Les textes et instruments internationaux que le Cameroun a pourtant ratifiés disposent en gros que, le respect des libertés et des droits de l’Homme, le principe de la tenue d’élections honnêtes et périodiques au suffrage universel sont des valeurs, qui constituent des éléments essentiels de la démocratie. La charte Africaine de la Démocratie, des Elections et de la Gouvernance dispose en effet que : « Les Etats parties s’engagent à mettre en œuvre des programmes et à entreprendre des activités visant à promouvoir des principes et pratiques démocratiques ainsi qu’à consolider la culture de la démocratie et de la paix ». Les textes que le Cameroun a ratifiés et dont la constitution a entérinés sont pourtant nombreux : outre la Charte africaine des droits de l’Homme et des libertés, il y a la Charte Africaine de la Jeunesse, la Déclaration Universelle des Droits de l’Homme, il y a surtout le Pacte international relatif aux droits civils et politiques, entre autres.

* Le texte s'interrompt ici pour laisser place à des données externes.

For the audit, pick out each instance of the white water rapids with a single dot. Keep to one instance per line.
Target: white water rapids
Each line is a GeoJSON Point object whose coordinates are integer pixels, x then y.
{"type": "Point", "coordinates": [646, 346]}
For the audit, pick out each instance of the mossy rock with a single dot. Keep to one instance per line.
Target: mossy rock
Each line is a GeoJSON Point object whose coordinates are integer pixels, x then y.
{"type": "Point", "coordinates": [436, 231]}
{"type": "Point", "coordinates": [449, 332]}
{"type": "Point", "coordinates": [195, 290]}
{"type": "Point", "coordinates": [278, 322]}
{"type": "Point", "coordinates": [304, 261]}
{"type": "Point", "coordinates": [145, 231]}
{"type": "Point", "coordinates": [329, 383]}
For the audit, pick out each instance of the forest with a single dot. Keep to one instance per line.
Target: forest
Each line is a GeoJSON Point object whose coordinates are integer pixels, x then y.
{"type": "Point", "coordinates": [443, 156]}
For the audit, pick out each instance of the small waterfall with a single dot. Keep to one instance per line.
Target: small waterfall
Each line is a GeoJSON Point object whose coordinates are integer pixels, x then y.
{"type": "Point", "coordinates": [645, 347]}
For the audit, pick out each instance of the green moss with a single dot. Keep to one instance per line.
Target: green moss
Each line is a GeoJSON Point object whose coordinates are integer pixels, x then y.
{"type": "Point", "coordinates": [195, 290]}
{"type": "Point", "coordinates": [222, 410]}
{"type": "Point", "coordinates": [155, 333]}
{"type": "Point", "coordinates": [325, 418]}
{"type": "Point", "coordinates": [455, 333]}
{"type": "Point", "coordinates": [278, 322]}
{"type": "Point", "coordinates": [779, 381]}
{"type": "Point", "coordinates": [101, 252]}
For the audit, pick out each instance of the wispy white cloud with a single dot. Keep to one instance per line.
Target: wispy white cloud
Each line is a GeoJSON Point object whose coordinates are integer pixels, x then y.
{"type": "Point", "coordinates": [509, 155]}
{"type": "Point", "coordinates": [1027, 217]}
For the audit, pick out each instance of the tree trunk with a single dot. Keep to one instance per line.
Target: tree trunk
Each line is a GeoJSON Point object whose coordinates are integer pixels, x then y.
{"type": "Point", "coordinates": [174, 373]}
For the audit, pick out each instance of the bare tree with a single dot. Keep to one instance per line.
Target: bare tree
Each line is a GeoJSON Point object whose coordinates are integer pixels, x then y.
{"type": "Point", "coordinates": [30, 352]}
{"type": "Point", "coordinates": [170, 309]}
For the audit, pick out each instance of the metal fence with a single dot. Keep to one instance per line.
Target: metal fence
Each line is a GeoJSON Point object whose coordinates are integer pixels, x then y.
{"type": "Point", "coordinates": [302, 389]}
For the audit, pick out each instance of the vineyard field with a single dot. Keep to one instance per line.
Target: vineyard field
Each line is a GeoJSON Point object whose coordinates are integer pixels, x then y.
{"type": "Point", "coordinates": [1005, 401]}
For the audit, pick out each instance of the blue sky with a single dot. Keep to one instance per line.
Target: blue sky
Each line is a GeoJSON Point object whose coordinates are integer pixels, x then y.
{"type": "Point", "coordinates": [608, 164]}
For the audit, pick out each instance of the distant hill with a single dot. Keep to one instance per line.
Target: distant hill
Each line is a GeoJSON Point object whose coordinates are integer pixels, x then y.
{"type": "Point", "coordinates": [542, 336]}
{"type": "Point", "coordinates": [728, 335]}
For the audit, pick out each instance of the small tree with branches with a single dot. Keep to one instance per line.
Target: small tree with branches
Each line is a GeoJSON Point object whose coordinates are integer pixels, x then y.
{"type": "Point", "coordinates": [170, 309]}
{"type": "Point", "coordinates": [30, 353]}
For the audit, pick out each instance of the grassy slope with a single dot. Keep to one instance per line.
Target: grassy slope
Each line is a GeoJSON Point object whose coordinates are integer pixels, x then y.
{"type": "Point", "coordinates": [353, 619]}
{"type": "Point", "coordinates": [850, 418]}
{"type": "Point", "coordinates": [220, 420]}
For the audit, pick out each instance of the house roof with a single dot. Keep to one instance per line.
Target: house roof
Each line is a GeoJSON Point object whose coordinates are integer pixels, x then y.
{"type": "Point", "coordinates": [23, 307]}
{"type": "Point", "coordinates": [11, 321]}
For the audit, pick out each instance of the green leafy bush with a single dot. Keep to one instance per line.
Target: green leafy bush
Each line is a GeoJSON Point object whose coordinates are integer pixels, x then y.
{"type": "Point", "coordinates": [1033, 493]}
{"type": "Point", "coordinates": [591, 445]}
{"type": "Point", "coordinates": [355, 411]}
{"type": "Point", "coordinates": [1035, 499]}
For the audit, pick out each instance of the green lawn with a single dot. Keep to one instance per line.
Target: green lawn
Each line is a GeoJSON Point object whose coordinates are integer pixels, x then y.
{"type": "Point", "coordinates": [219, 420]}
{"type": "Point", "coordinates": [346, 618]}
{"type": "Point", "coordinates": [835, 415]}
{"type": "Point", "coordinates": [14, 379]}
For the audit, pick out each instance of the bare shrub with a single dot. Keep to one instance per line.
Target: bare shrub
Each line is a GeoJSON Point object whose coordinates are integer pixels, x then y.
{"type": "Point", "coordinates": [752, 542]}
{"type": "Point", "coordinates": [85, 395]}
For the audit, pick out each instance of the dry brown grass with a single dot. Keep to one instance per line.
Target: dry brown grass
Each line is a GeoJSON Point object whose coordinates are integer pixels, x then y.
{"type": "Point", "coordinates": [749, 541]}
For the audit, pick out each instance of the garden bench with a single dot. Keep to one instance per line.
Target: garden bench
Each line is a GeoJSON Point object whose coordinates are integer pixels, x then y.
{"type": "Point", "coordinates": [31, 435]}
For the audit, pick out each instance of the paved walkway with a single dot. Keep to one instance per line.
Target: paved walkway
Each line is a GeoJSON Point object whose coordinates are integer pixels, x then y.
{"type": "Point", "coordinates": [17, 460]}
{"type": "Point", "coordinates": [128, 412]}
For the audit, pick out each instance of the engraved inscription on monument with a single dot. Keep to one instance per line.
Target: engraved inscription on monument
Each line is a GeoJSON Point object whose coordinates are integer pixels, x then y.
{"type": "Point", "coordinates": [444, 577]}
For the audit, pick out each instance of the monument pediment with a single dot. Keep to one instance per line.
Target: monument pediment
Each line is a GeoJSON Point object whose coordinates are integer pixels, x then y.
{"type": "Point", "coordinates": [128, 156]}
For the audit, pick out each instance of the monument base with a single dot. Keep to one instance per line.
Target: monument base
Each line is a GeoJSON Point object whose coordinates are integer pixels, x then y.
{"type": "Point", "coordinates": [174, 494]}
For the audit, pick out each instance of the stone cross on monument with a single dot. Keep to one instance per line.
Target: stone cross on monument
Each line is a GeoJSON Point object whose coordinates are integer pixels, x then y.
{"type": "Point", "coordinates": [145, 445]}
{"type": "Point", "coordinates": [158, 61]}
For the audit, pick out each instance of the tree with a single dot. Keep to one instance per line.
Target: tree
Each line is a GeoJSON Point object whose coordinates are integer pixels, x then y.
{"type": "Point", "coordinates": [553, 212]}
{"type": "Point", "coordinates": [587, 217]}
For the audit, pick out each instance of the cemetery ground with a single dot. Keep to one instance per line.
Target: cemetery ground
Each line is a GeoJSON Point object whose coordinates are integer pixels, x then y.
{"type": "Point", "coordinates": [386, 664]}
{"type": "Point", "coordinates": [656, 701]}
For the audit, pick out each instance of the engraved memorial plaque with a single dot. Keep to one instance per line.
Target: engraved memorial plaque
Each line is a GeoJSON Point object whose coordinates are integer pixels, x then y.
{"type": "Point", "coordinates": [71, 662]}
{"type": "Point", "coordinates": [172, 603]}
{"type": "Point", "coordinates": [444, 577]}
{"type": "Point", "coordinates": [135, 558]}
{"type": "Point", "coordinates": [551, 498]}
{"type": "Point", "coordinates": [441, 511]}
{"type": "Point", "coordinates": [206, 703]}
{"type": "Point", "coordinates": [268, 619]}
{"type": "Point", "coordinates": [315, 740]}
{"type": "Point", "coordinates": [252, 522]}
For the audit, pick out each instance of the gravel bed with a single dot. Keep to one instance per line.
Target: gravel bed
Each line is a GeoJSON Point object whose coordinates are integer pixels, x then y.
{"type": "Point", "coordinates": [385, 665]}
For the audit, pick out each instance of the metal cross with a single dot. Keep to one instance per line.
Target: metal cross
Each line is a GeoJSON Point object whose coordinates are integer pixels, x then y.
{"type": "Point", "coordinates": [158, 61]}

Sur le terrain, les cas de violations des droits et des libertés sont pourtant légion : le 28 mai 2019, le journaliste et lanceur d’alerte Paul Chouta est arrêté et emprisonné de façon arbitraire ; le 2 août 2019, le journaliste d’expression anglaise  Samuel Wazizi est arrêté et emprisonné, puis annoncé pour mort, alors qu’il avait simplement tenu des propos critiques sur la gestion de la crise anglophone, on l’a accusé d’être de connivence avec les terroristes ; le 9 août 2019 le Ministre de l’Administration territorial (Minat) profère des menaces et des intimidations à l’endroit de certains médias et ONG pour avoir rendu compte de certaines escapades de l’armée sur le terrain ; le 7 avril 2020 il y a une interdiction de levée de fonds du MRC pour venir en aide aux victimes de la crise sanitaire due au coronavirus ; le 23 juillet 2020 le Chef Bamendjou Sokoudjou Jean Rameau est mis en garde par le préfet du département des Hauts-Plateaux pour avoir reçu certaines personnalités dans son palais ; le 8 août 2020 il y a interdiction d’une réunion du bureau départemental du Parti politique dénommé PCRN devant se tenir dans le domicile d’une élite militante, entre autres ; et le cas le plus récent, c’est la mise en garde du Minat contre toute initiative de manifestation publique portée par les partis politiques de l’opposition ou toute autre personne, en lien avec les élections régionales.http://polcrevision.com/wp-content/uploads/2020/09/flagcameroon.jpg

Sur ces entre-faits, et à l’occasion de la célébration de la 13ème édition de la journée internationale de la démocratie, journée qui fut instituée le 15 septembre 2007 par l’Assemblée générale des Nations Unies, Philippe Nanga à travers l’ONG Un Monde Avenir interpelle et fait des recommandations au gouvernement Camerounais. Un Monde Avenir et ses partenaires : « Appellent le président de la République, signataire des instruments internationaux, garant du respect de la Constitution, à reprendre des mesures urgentes qui proscrivent toute acte… en contradiction avec l’adhésion du Cameroun… aux principes démocratiques ». La Déclaration des principes sur la liberté d’expression en Afrique dispose en effet en son chapitre XIII point 2 que : « La liberté d’expression ne devrait pas être restreinte pour des raisons d’ordre public ou de sécurité nationale, à moins qu’il n’existe un risque réel de menace imminente d’un intérêt légitime et en lien causal direct entre la menace et l’expression ».